# Raccoon recipe's?



## jskeen (Feb 7, 2011)

I have been told that the traditional Soul food method is to slow roast in a covered pan till falling off the bone, but I gotta say that didn't do much for me the last time. What's you guys recommendation? Other than the ever popular "cut off a chunk with your Randall #15, impale on stick and hold over fire till you are so hungry you can't wait any longer, then tear off bits with fingers and stuff in mouth". That one I'm also familiar with, and while it is mouthwateringly delicious, the three days of hiking with full kit, no food, and unfriendly indig's chasing you no longer appeals to me as much as it did back when i was young and bulletproof.


----------



## Bro.Ben (Jun 14, 2011)

Jeez man... Eat'n Raccoon? Well I guess if it's far enough away from society to have not eaten our waste they might be tastey. Just as someone who likes cook'n I would say marinate it in cocacola teryaki, worchestershire sauce, soy sauce, red win, lots of pepper and whatever else to taste. lots of cocacola to get rid of gamey taste. Then set it on a cookie sheet ontop of lemons or oranges and onions and let'r go. Hot sauce the all holy heck out of the lemons and onions too. Get some flavor in there.

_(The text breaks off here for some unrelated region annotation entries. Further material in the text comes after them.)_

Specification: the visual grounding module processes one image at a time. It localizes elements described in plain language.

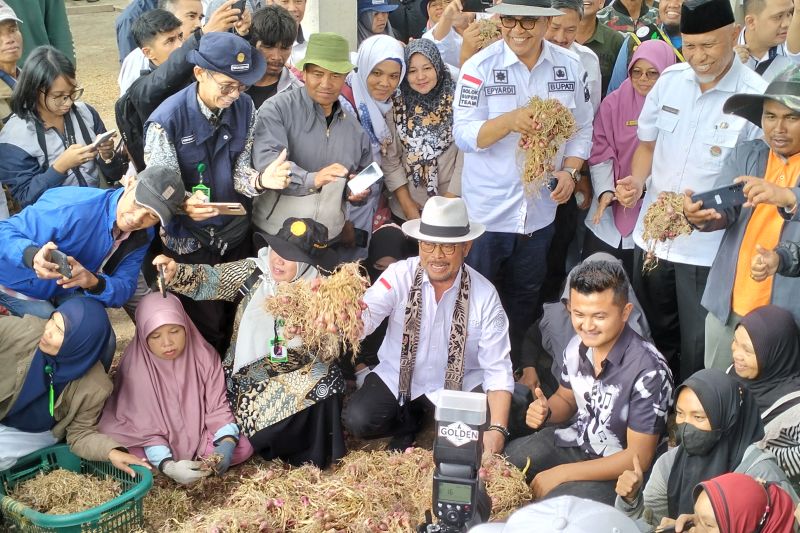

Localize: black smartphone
[353,228,369,248]
[231,0,247,19]
[50,250,72,278]
[461,0,493,13]
[158,265,167,298]
[692,183,747,211]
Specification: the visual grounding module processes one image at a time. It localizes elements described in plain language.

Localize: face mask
[675,422,721,455]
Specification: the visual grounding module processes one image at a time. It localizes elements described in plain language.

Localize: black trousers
[170,231,252,357]
[342,372,433,439]
[633,246,711,385]
[581,229,633,280]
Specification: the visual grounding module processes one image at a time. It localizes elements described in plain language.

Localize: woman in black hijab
[728,305,800,486]
[615,368,798,526]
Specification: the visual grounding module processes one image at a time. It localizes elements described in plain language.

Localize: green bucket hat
[722,65,800,128]
[297,32,355,74]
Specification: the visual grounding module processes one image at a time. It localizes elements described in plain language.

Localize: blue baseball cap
[186,32,267,85]
[358,0,400,13]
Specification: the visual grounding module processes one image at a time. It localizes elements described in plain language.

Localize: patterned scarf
[398,262,470,406]
[393,39,455,196]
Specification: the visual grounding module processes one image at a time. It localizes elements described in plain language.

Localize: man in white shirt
[616,0,767,383]
[342,196,514,453]
[453,0,593,374]
[735,0,800,80]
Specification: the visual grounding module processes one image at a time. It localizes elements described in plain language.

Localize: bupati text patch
[547,81,575,93]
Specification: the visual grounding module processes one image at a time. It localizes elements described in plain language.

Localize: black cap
[253,217,339,272]
[134,166,186,226]
[680,0,734,35]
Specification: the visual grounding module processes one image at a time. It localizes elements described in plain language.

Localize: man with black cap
[0,166,184,318]
[342,196,514,453]
[453,0,594,378]
[145,33,289,353]
[616,0,766,383]
[684,66,800,370]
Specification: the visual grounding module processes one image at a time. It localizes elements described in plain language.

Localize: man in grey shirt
[253,33,372,246]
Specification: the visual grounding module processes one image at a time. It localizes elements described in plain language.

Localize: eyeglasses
[419,241,456,255]
[631,68,661,81]
[500,17,539,30]
[42,87,83,105]
[207,72,247,96]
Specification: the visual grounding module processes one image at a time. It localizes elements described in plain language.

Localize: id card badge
[192,163,211,202]
[192,183,211,202]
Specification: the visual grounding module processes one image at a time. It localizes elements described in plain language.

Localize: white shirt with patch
[633,59,767,266]
[453,40,594,234]
[362,257,514,403]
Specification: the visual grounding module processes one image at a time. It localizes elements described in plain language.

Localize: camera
[417,390,492,533]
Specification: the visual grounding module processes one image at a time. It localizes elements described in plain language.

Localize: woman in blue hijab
[0,297,147,475]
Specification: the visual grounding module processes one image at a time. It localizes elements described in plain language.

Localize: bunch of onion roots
[518,96,575,195]
[476,18,500,50]
[265,263,369,363]
[145,448,531,533]
[642,192,692,273]
[8,468,122,515]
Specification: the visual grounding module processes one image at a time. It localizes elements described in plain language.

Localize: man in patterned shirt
[506,261,672,505]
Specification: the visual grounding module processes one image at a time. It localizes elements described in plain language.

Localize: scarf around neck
[398,265,470,406]
[393,39,455,196]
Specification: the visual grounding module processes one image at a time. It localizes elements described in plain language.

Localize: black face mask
[675,422,722,455]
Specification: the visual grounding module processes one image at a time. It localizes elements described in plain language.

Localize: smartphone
[50,250,72,278]
[203,202,247,216]
[692,183,747,211]
[231,0,247,20]
[461,0,493,13]
[158,265,167,298]
[347,163,383,194]
[92,130,117,148]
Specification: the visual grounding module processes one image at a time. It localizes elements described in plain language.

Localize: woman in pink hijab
[99,293,253,485]
[583,40,675,277]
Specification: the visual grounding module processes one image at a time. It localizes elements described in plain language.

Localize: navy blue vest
[145,82,253,237]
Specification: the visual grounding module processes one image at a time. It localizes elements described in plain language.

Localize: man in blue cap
[144,33,289,353]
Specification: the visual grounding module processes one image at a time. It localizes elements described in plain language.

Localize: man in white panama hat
[343,196,514,453]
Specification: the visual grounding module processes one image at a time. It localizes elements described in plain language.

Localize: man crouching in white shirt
[342,196,514,453]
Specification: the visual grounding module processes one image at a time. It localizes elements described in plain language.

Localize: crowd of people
[0,0,800,533]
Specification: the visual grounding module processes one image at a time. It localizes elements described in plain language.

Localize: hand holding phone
[50,250,72,278]
[347,162,383,194]
[92,130,117,149]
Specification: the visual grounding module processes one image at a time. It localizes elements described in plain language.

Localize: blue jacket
[145,82,253,237]
[0,187,155,307]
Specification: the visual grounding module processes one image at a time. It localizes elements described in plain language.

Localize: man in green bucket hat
[253,33,372,248]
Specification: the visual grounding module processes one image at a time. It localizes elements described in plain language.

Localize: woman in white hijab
[339,35,406,260]
[154,218,346,468]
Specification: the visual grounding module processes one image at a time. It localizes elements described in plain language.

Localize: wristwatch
[561,167,581,183]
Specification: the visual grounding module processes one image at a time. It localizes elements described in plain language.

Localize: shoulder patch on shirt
[483,85,517,96]
[492,69,508,83]
[547,81,575,93]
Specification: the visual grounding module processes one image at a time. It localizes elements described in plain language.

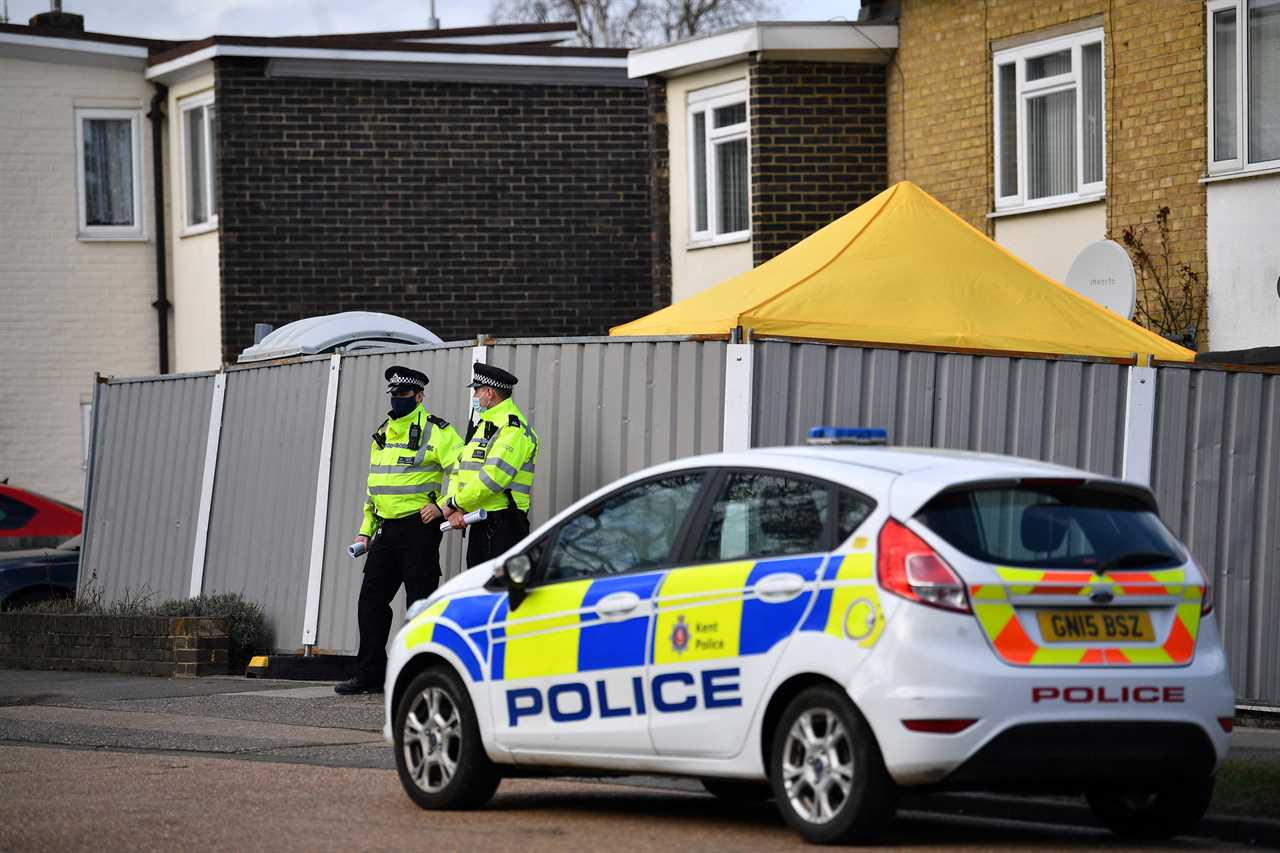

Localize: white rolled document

I know it's not a reciepe but maybe it's somethin' to try.


----------



## Charles (Aug 26, 2010)

Older editions of "Joy of Cooking" have game recipes, including one for racoon. My edition was published in 1980. I don't want to raise legal issues by putting it up on a public board. But if you cannot find it, just send me a pm and I might be able to help you.

Cheers ....... Charles


----------



## shot in the foot (Jan 3, 2010)

EEEEEk i had to shut Bandits eyes there so hee couldnt read this topic ha ha, jeff


----------



## NoSugarRob (Jun 3, 2010)

have you opened your own zoo Jeff ?


----------



## shot in the foot (Jan 3, 2010)

NoSugarRob said:


> have you opened your own zoo Jeff ?


he is at my daughters, my dogs would kill him, she go.s round all the schools doing talks, she has all sorts, jeff


----------